Even though state-of-the-art processors protect against random errors within a very large fraction of the area of modern out-of-order (OOO) cores [6], it is still unknown if and how various core sub-systems (consisting of small arrays, latches, and logic) are protected. This work concentrates on one such structure: the Register Renaming sub-System (RRS) [7] of an OOO core. The RRS serves a vital role: it enforces correct dataflow, while eliminating false dependences and enabling OOO execution. An error in the RRS can devastate the program execution by causing, among other things, an instruction to hang, or execute using incorrect operands.

The RRS is smaller as compared to a Level-1 cache, but its size has been growing in recent high-end cores to increase performance [8]. Fig. 1 underlines this trend by illustrating the growth in the size of the instruction window and the number of integer and floating-point physical registers in recent cores from one hardware vendor (there is about 15% and 6% growth per generation, respectively). A bigger instruction window



Fig. 1. Prevailing trends with technology scaling for the Intel core microarchitecture [10] and Intel Xeon processors.

and physical register file translate to bigger memory arrays inside the RRS. Moreover, fault-injection analysis of the RRS shows it to have substantial sensitivity to faults. In [9], it is shown that the set of arrays and latches related to renaming is one of the largest contributors of SEs. Another study [10] observes that two renaming arrays, the register alias table and the free list, have high vulnerability to errors: 50% and 85%, respectively. This vulnerability is much higher than what is typically reported for other small core structures [11][12]. What is more, also shown in Fig. 1, is that the number of cores found in recent high-end processors is increasing exponentially. Assuming that the failure contribution per bit in the RRS is not scaling down at a faster rate than the product of the growth rates of the RRS size and the number of cores, then the combined effect of the trends in Fig. 1 is an increase in the failure contribution from the arrays in the RRS with each new processor product.

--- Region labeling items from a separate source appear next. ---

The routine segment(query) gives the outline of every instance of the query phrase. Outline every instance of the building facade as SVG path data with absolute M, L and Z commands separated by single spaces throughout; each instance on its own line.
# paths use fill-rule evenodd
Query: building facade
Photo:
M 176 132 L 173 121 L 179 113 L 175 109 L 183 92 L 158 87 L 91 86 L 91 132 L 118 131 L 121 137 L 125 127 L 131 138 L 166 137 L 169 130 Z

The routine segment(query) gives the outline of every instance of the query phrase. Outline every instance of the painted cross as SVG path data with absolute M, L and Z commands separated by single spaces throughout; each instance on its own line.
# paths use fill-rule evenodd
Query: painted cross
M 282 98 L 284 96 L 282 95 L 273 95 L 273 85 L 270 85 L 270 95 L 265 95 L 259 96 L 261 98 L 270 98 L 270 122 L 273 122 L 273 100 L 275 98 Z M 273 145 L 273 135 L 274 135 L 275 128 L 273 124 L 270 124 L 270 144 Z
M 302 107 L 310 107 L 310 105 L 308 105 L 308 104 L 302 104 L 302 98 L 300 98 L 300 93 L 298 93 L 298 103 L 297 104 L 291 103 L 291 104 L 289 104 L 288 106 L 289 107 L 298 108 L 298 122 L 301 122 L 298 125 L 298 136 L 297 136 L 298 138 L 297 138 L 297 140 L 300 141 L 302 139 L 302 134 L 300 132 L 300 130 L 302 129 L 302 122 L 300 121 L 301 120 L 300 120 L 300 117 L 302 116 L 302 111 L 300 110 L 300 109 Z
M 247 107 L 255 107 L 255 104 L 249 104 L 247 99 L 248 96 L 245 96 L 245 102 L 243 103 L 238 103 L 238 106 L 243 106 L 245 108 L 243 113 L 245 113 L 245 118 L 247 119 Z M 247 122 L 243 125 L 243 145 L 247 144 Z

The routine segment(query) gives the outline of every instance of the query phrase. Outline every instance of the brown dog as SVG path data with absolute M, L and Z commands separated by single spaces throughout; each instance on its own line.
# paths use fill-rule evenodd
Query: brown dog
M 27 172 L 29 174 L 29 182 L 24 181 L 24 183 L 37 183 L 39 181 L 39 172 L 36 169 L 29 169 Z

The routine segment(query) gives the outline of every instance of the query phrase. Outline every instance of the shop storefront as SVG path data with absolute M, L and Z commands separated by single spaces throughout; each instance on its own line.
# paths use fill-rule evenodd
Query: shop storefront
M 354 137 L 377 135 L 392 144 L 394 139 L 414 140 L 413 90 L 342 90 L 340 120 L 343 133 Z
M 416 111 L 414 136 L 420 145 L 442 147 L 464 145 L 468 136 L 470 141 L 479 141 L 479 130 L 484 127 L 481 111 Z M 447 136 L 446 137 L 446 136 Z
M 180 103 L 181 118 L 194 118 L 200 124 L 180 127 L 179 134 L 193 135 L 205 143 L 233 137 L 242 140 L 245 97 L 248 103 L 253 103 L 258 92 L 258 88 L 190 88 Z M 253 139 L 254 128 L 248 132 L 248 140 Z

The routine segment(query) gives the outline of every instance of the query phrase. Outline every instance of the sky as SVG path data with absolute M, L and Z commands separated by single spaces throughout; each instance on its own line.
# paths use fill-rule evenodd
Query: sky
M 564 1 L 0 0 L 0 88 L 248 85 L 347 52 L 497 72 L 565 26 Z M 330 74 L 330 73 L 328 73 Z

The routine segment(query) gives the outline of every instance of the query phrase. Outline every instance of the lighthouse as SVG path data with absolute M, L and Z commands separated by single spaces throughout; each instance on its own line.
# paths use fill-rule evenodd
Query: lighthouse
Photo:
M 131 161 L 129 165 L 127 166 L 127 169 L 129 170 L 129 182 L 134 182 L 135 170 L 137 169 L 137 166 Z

Commonly known techniques, such as parity and error detection and correction codes [13] used to protect caches, TLBs, and register files, can also be employed to detect errors in small unprotected arrays, and, in some cases, correct them. However, these techniques are not free; they increase area and power and may increase cycle time or cycle latency and hurt performance. The timing issue is particularly acute for the unprotected arrays at the heart of a modern OOO pipeline, such as those in the RRS. Such small arrays often reside in time-critical paths and a large area growth, when combined with the error detection/correction logic on read/write paths, will very likely have negative effect on the processor cycle time and performance. More holistic approaches [14][15][16] can provide comprehensive coverage against errors, including the RRS, but these entail higher overheads and require per-

vasive changes. The choice for an error protection technique is clearly driven by Return-On-Investment (ROI) versus overhead. Consequently, there is a value for cost-effective schemes that can target the protection of a specific core sub-system, as we propose for the RRS in this paper.

Motivated by the error criticality of the RRS and its area/timing criticality, this work introduces (i) a scheme for detecting the corruption of the *physical register specifiers* (**Pdsts**) that register renaming is responsible to manage, and (ii) a method for recovery from Pdst corruption caused by random hardware errors. What is unique and novel with the proposed schemes is that they leverage fundamental RRS and design properties to enable low-cost and effective protection against errors. The paper discusses the error detection strength and recovery coverage of the proposed schemes, as well as their area, energy, and timing overheads, using RTL and microarchitectural simulation-based analysis. The results establish the advantages of the proposed techniques over traditional array protection techniques.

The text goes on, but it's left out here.